How Does an Authoritarian State Co-Opt Its Social Scientists Studying Civil Society?
What channels can an authoritarian state employ to steer social science research towards topics preferred by the regime? I researched the Chinese coauthor network of civil society studies, examining 14,088 researchers and their peer-reviewed journal articles published between 1998 and 2018.
Automated coding using machine-learning and remapping the U.S. nonprofit sector: A guide and benchmark
This research developed a machine-learning classifier that reliably automates the coding process using the National Taxonomy of Exempt Entities as a schema and remapped the U.S. nonprofit sector.
Computational Social Science for Nonprofit Studies: Developing a Toolbox and Knowledge Base for the Field
How can computational social science (CSS) methods be applied in nonprofit and philanthropic studies? This paper summarizes and explains a range of relevant CSS methods from a research design perspective, and highlights key applications in our field. We define CSS as a set of computationally intensive empirical methods for data management, concept representation, data analysis, and visualization.

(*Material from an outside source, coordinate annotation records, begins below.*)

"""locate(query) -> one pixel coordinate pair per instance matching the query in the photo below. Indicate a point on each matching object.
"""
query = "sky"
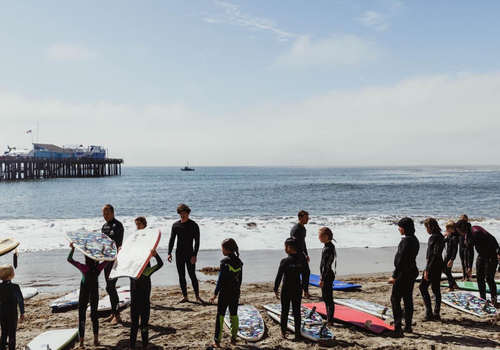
(255, 82)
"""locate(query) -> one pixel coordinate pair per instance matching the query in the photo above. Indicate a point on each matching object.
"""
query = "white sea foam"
(251, 233)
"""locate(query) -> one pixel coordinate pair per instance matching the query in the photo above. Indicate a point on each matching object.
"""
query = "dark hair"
(302, 213)
(325, 231)
(432, 224)
(291, 242)
(230, 244)
(183, 208)
(142, 220)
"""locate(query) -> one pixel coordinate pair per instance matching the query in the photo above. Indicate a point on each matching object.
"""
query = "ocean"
(257, 206)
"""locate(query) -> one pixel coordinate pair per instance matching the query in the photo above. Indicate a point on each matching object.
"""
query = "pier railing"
(26, 168)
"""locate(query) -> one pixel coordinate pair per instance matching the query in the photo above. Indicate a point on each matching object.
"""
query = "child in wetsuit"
(140, 292)
(290, 270)
(327, 274)
(228, 285)
(89, 291)
(10, 298)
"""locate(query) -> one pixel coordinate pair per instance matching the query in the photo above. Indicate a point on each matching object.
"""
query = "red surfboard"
(358, 318)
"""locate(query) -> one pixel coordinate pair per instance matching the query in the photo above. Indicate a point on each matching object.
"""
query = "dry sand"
(191, 325)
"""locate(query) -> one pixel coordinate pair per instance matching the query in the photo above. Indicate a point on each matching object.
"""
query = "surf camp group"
(293, 276)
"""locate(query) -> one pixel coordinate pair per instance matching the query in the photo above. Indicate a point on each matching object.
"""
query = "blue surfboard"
(337, 285)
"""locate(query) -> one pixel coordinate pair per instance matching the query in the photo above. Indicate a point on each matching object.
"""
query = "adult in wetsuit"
(89, 291)
(228, 285)
(290, 270)
(433, 269)
(114, 230)
(186, 231)
(327, 273)
(488, 254)
(10, 297)
(404, 275)
(451, 240)
(299, 233)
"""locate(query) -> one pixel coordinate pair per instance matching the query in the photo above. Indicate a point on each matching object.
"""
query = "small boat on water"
(187, 168)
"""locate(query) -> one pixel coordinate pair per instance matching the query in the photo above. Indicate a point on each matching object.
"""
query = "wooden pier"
(27, 168)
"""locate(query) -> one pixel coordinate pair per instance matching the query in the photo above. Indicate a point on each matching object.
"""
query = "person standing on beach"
(327, 274)
(114, 230)
(299, 233)
(451, 238)
(187, 232)
(433, 269)
(466, 252)
(290, 270)
(488, 254)
(10, 298)
(404, 275)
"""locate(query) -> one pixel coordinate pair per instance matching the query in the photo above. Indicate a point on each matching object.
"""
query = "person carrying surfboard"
(327, 273)
(140, 293)
(187, 232)
(114, 230)
(488, 255)
(89, 292)
(10, 298)
(404, 275)
(433, 269)
(290, 270)
(299, 233)
(228, 289)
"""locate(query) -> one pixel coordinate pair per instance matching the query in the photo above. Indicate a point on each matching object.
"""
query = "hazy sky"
(255, 82)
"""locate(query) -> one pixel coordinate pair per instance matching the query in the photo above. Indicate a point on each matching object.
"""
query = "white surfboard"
(135, 253)
(52, 340)
(123, 296)
(29, 292)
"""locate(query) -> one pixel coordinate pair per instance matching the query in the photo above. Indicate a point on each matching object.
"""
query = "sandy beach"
(191, 325)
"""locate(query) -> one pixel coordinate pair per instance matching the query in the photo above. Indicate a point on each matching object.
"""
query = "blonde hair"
(6, 271)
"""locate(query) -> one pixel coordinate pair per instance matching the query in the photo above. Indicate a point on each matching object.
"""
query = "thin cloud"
(232, 15)
(70, 53)
(335, 51)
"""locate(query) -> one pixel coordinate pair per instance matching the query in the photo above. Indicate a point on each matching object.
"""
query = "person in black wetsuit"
(228, 288)
(299, 233)
(327, 273)
(451, 240)
(290, 270)
(114, 230)
(404, 275)
(186, 231)
(488, 254)
(140, 293)
(433, 269)
(10, 298)
(466, 252)
(89, 292)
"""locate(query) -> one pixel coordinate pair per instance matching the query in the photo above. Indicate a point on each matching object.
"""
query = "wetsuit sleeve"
(279, 276)
(172, 240)
(196, 240)
(148, 271)
(19, 298)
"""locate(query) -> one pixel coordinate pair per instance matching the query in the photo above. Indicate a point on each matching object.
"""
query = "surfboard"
(68, 300)
(358, 318)
(135, 253)
(29, 292)
(251, 325)
(53, 340)
(313, 326)
(124, 300)
(95, 245)
(337, 285)
(469, 285)
(7, 245)
(469, 303)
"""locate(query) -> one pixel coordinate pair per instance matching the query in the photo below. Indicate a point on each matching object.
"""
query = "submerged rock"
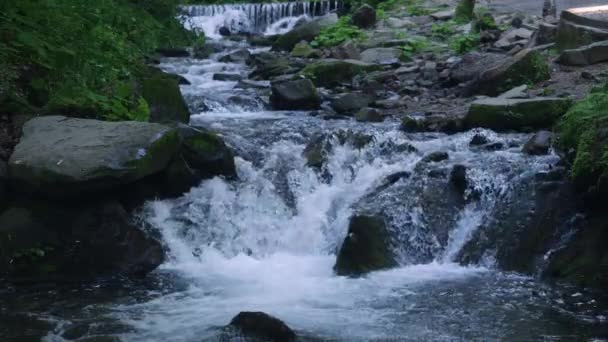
(365, 247)
(65, 157)
(539, 144)
(259, 325)
(516, 114)
(330, 72)
(161, 92)
(73, 242)
(351, 103)
(295, 95)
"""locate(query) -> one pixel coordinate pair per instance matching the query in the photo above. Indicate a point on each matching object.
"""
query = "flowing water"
(268, 241)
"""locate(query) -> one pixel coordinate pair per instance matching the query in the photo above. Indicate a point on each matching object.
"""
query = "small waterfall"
(253, 18)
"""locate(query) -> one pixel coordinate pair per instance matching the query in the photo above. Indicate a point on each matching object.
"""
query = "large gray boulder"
(527, 67)
(63, 157)
(586, 55)
(295, 95)
(381, 56)
(365, 248)
(516, 114)
(305, 32)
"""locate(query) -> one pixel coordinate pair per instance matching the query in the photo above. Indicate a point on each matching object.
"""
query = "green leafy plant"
(337, 34)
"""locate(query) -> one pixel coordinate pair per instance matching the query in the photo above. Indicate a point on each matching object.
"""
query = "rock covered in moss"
(516, 114)
(298, 94)
(365, 248)
(165, 101)
(65, 157)
(464, 11)
(75, 241)
(527, 67)
(261, 326)
(332, 72)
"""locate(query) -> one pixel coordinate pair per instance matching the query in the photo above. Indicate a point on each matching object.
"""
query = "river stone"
(369, 115)
(351, 103)
(206, 153)
(238, 56)
(295, 95)
(381, 56)
(526, 67)
(516, 114)
(305, 32)
(365, 247)
(67, 241)
(259, 325)
(364, 17)
(333, 72)
(539, 144)
(161, 92)
(586, 55)
(227, 77)
(59, 156)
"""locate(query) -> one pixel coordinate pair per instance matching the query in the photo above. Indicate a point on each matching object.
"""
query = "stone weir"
(261, 15)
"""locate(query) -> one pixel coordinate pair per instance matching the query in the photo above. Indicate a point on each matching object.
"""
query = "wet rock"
(435, 157)
(364, 17)
(259, 325)
(303, 49)
(224, 31)
(526, 67)
(206, 153)
(547, 33)
(539, 144)
(173, 52)
(163, 95)
(369, 115)
(381, 56)
(515, 114)
(478, 140)
(64, 157)
(365, 247)
(346, 50)
(586, 55)
(575, 31)
(295, 95)
(458, 179)
(238, 56)
(227, 77)
(330, 73)
(464, 11)
(350, 103)
(520, 92)
(73, 242)
(305, 32)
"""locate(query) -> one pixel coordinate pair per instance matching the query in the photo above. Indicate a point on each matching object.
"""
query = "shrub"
(337, 34)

Funding Nonprofits in a Networked Society: Toward a Network Framework of Government Support
This study considers the effects of government funding to nonprofits from a network perspective. By analyzing a novel, 12-year panel dataset from the People's Republic of China, I find no evidence that government funding to a nonprofit crowds out private donations to the same organization. However, I find a substantial crosswise crowding-in effect at the ego network level: an increase of one Chinese Yuan in government funding to a nonprofit's neighbor organizations in board interlocking network can increase the private giving to the nonprofit by 0.4 Chinese Yuan.
A Century of Nonprofit Studies: Scaling the Knowledge of the Field
What new knowledge has been generated through the academic study of nonprofit organizations? This study examines how research in the field of nonprofit studies has developed and what ideas have had significant resonance and cohesion, in particular, ideas related to theories of volunteering, as well as social capital and civic engagement.